5月7日のフランス大統領選挙の決選投票の勝者はエマニュエル・マクロン前経済・産業・デジタル相だった。現地時間23時30分(日本時間6時30分)、開票率83%の段階でマクロン氏の得票率は64.2%。5月3日のテレビ討論を手堅く乗り切ったマクロン氏が逃げ切った。
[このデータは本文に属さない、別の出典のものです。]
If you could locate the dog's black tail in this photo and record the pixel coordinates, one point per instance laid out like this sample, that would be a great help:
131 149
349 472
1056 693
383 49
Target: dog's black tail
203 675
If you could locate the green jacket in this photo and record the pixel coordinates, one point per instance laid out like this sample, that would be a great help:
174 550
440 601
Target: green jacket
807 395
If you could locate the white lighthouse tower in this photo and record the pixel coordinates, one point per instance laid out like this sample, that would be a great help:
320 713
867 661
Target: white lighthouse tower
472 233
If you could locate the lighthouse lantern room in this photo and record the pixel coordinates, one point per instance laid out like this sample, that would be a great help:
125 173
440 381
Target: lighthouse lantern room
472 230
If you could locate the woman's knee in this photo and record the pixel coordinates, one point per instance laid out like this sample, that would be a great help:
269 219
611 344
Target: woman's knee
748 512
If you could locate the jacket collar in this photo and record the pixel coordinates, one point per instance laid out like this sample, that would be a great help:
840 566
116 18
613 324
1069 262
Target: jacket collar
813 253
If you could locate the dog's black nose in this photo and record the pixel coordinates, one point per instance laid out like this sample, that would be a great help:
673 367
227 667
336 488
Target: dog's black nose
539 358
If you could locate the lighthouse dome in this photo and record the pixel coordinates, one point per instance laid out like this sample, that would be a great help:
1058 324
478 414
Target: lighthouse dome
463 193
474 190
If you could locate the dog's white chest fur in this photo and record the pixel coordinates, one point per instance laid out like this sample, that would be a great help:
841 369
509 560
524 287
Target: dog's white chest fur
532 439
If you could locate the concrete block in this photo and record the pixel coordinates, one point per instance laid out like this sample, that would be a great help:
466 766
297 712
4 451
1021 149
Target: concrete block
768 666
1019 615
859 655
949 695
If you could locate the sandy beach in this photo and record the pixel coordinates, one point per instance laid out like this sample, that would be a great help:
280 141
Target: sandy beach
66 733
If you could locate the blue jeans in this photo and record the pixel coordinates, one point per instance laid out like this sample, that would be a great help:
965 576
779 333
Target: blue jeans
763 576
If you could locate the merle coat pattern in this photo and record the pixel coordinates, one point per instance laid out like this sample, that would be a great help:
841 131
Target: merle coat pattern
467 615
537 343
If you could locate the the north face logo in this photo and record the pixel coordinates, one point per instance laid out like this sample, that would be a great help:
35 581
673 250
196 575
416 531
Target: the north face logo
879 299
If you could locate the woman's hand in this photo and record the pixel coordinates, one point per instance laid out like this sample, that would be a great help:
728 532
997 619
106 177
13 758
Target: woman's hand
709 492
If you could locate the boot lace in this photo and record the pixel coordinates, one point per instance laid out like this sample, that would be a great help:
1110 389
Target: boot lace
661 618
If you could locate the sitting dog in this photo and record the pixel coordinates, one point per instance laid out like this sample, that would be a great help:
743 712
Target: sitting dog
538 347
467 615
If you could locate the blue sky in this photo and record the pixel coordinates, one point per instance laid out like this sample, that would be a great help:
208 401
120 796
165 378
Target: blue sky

親EU(欧州連合)、新自由主義的な政策を掲げた中道のマクロン氏の選出は世界経済や市場にとって朗報だ。EUの分裂、保護主義傾斜のリスクは後退した。しかし、今回の大統領選挙をもって、フランスと欧州の政治リスクが一気に解消する訳ではない。
マクロン新大統領を待ち受ける数々の難題
今回のフランス大統領選挙で、極右のルペン候補とともに急進左派のメランション候補が票を伸ばした背景には、テロの脅威、成長と雇用の伸び悩み、国内での格差、そして終わらない財政緊縮への不満がある。しばしばこれらの問題と結び付けられて、不満の矛先となるのが移民だ。
フランスの失業率は直近(2017年3月)でも10.1%。ユーロ圏平均の9.5%を上回り、世界金融危機前のボトムの水準(2008年2~3月:7.2%)よりも遙かに高い水準で下げ渋っている。フランスは、主要先進国の中で出生率が最も高く、人口動態の面では、より高い成長を実現できる国だ。しかし、雇用に関わる規制の厳しさと税負担の重さから、雇用の創出力が弱く、高失業と低成長に甘んじている。
国内の格差への不満も広がる。今回の大統領選挙では、マクロン氏の支持者とルペン氏の支持者は地域や職業、学歴、年齢層などによって分かれた。ルペン氏の支持者は、EUの統合の深化と拡大やグローバル化、さらにIT化の進展を脅威とみなし、繁栄から取り残された地域に住む。マクロン新大統領は、こうした人々や地域を成長に取り込まなければならない。